= 1936 Panamanian general election =

General elections were held in Panama on 7 June 1936, electing both a new President of the Republic and a new National Assembly.

According to Thomas L. Pearcy, "Instead of supporting the candidate of his own Liberal Doctrinaire Party (Domingo Díaz Arosemena), the President Harmodio Arias Madrid supported Juan Demóstenes Arosemena Barreati, his minister of foreign relations. Arosemena continued to function as part of the administration throughout his campaign. With President Harmodio Arias as his political patron, Arosemena stuck to his controversial (and unconstitutional) candidacy.

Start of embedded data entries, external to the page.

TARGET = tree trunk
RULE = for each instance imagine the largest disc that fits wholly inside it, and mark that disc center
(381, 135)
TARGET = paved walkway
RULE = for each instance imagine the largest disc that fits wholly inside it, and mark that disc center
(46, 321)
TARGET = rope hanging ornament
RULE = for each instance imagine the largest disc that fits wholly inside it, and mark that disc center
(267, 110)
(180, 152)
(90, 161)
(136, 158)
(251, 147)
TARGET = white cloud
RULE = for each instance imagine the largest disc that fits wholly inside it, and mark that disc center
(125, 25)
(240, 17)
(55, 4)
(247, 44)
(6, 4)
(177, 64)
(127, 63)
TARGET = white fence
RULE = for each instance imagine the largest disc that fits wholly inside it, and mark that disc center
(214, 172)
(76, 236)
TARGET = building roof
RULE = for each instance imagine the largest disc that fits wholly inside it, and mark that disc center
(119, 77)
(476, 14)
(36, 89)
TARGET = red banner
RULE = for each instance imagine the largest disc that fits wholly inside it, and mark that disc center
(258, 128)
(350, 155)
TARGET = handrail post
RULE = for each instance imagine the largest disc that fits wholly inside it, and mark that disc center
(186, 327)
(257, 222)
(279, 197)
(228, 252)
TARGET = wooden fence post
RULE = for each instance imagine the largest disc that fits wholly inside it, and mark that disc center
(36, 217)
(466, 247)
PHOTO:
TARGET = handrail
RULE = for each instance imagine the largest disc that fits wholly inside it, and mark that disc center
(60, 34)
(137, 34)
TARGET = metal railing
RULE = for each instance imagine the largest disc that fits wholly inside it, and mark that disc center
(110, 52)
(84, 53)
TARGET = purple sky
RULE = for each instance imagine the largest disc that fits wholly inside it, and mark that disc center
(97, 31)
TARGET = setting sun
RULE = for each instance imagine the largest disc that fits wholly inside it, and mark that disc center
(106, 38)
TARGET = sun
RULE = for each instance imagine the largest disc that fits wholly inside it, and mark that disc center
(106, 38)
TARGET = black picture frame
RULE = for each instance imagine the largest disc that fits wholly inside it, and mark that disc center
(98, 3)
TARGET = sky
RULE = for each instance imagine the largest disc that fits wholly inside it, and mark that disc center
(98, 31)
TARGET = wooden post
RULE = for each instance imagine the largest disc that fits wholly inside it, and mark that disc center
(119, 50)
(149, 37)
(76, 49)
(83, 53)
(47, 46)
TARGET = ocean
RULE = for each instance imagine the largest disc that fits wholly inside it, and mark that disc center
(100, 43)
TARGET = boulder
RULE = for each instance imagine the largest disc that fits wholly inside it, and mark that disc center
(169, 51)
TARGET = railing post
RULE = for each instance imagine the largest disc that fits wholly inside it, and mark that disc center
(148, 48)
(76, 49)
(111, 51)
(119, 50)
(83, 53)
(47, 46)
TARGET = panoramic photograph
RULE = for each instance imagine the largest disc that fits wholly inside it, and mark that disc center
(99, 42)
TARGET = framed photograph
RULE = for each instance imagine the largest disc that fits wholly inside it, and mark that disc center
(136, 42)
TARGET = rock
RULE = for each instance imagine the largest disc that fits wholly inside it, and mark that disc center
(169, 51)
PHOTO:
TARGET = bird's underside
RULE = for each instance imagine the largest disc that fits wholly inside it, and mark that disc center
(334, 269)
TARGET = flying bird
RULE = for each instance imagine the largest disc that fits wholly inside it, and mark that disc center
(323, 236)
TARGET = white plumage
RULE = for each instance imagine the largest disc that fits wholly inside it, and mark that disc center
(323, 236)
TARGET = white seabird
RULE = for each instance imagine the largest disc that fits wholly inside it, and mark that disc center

On election day, the administration distributed duplicate 'cédulas' (voter registration cards), destroyed ballot boxes, detained opposing members of the electoral board, and concocted 'el paquetazo de Veraguas'. The result was a high voter turnout that exceeded all predictions – and possibilities – and brought Arosemena to the presidency despite his constitutional ineligibility."

==Results==
===President===

Candidate: Party or alliance; Votes; %
Juan Demóstenes Arosemena; National Coalition; National Revolutionary Party; 41,747; 46.91
Chiarista Liberal Party
Conservative Party
Domingo Díaz Arosemena; Popular Front; Liberal Doctrinaire Party; 39,982; 44.93
Liberal Renewal Party
Liberal Democratic Party
Socialist Party
Belisario Porras Barahona; United Liberal Party; 7,268; 8.17
Total: 88,997; 100.00
Source: The New International Year Book for the Year

===National Assembly===

Party or alliance: Seats
National Coalition; National Revolutionary Party; 9
Chiarista Liberal Party; 7
Conservative Party; 2
Popular Front; Liberal Doctrinaire Party; 8
Liberal Democratic Party; 4
Socialist Party; 1
Liberal Renewal Party; 0
United Liberal Party; 1
Total: 32
Source: Political Handbook of the World

==Aftermath==
President Arosemena died on 16 December 1939 and was briefly succeeded by Ezequiel Fernández Jaén who was his second vice-president while the first one, Augusto Samuel Boyd, left Washington where he was acting as Panamanian ambassador, came to Panama.